When would you say is the absolute best time (month, moon phase, etc.) to catch bream on the Choctawhatchee, or any other local river for that matter?


----------



## jcoss15 (Oct 11, 2010)

I have had good luck in april for big shellcracker on yellow river bottom fishing around heavy cover not exactly sure for Choctawhatchee but its probably about the same these two rivers are similar in the way the fish bite.


----------



## FishWalton (Jul 22, 2010)

I fish the Choctawhatchee on a regular basis, but I'm not a scientific angler. I don't keep records and logs like the very good anglers do. I just go when the mood strikes.

Anyway, the spring has always been a very good time. Right now the river is coming down from a high. We have had 2 or 3 good rises in recent weeks which should help the number and quality. April and May and even June has traditionally been the time of year when the folks hit the river in full force. 

This past year has been very poor mostly north of Cowford due to low water. I finally gave up and moved below Cowford, then gave up from that and started fishing the lower river for speckled trout and reds.

According to a friend who is a pro and fishes the lower river a good bit he says when the current high drops, levels out, and the water clears there should be very good fishing. He knows what he is talking about.

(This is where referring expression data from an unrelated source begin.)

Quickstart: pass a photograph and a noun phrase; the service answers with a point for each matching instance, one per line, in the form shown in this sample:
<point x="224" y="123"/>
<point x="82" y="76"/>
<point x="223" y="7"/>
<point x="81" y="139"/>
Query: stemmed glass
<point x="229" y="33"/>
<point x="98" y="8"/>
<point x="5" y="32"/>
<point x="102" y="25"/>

I'm looking forward to a good spring with the fly rod when it gets a little warmer and the bugs start buzzing. Until that happens it will be crickets and worms.


----------



## skiff89_jr (Apr 1, 2011)

It's hard to beat April and May shellcracker fishing on bottom with worms.


----------



## eddiem84 (Nov 3, 2010)

Thanks for the quick responses! I'm starting to plan our 4th annual bream tournament at Red Bay Grocery, and am trying to figure out the best dates. April is out due to cobia season, it looks like early June is going to be when we will have to do it. Trey Nick helps us out a lot, so I have to work around his trout and redfish tournaments in May as well.


----------



## kevin32435 (Apr 17, 2008)

First full moon in April for the shellcracker and first full moon in May for the bream in the Choctawhatchee River fish according to the water level


----------



## screwballl (Feb 1, 2011)

A lot of it tends to be which bream you are targeting....

Perch tend to do better in mid to late fall, bluegill fishing is typically better mid to late spring, shellcrackers prefer late spring to early summer, red ears prefer early summer... So anytime March to June should give you a decent run.

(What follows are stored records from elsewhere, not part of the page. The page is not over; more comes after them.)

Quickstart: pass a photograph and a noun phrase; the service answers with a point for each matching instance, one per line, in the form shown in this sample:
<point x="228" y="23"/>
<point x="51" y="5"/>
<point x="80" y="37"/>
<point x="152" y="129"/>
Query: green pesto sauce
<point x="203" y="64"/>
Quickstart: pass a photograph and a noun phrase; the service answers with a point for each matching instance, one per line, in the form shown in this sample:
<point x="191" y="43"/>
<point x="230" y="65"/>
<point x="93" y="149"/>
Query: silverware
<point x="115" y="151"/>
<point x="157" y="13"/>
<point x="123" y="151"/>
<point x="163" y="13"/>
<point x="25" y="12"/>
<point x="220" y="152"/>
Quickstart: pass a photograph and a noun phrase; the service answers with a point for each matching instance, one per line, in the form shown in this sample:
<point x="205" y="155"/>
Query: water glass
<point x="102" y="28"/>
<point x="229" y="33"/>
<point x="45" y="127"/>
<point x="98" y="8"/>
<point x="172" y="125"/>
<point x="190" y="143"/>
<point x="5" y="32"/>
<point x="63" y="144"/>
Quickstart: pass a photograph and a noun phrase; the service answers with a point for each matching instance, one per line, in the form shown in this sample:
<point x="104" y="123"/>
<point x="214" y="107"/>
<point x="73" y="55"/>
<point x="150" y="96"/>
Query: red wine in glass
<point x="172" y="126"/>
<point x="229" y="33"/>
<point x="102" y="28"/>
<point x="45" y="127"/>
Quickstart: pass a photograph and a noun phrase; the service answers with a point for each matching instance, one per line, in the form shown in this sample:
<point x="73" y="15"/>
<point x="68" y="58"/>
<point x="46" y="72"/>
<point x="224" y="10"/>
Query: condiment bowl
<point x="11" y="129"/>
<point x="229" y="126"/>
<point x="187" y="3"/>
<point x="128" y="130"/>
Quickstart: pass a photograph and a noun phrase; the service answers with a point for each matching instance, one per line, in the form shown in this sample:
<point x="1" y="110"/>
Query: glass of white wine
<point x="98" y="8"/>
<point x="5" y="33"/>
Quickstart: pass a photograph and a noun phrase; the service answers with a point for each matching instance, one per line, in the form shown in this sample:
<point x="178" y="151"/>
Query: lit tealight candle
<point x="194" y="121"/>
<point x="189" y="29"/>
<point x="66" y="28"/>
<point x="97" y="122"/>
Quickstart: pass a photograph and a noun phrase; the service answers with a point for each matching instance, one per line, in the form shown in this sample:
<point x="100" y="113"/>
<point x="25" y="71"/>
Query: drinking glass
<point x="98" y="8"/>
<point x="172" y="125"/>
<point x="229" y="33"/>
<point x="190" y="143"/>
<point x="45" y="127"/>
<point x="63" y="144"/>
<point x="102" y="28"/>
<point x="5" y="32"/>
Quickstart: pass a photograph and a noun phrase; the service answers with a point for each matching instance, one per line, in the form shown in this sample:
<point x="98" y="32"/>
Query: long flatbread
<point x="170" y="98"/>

These are of course "Florida seasons", so late spring is usually Mar-April.


----------



## minkmaster (Apr 5, 2008)

I thought a shellcracker was a redear???


----------



## tugfisher76 (Aug 5, 2011)

just remember june 1 is snapper open day


----------



## jcoss15 (Oct 11, 2010)

minkmaster said:


> I thought a shellcracker was a redear???


yea their the same...think maybe he's talking about red bellies? maybe


----------